The painful part of the book, of course, concerns Shonnie, whose DNA brought her toward her terrible fate but whose culture and temperament finished her off. "Marginal medicine" and "marginal religion," Wheelwright writes, "swirl about the story of Shonnie Medina like two furies." She and many of her relatives abandoned Catholicism and became Jehovah's Witnesses in the 1980s. Shonnie was passionate about door-to-door evangelizing, and the booklet she carried with her on her home visits equated original sin to "a terrible inherited disease from which no one can escape." Wheelwright suggests that the Witnesses' apocalyptic beliefs and distrust of secular society (Shonnie's father, Joseph, eschewed banks, instead burying cash in jars spread all over his property) contributed to the young woman's decision to refuse surgery and chemotherapy. Vanity also played a role -- she couldn't accept the prospect of a mastectomy.
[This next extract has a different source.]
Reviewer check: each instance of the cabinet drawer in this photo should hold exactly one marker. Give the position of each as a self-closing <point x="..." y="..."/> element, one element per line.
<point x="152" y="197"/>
Instead, she traveled five times to Tijuana for specious herbal therapies before her death in 1999.

As part of his research, Wheelwright spent considerable time with the extended Medina clan. He sat in on a Sunday afternoon session with a genetic counselor held at Shonnie's parents' restaurant in 2007; the counselor drove in from Colorado Springs to explain the science behind the mutation and to urge the gathered family members to undergo DNA testing. Two years later, the restaurant again played host, this time to the Hispano DNA Project, which, led by the head of the Human Genetics Program at New York University, collected blood samples from locals in an effort to amass more information about their genetic ancestry. By then the possibility of a "crypto-Jewish" community in the Valley had aroused interest from academics and the press. While some Hispanos in the area were skeptical, others, including some distant relatives of Shonnie's, began to plumb their pasts, recalling grandparents quietly lighting candles on Friday nights or avoiding pork.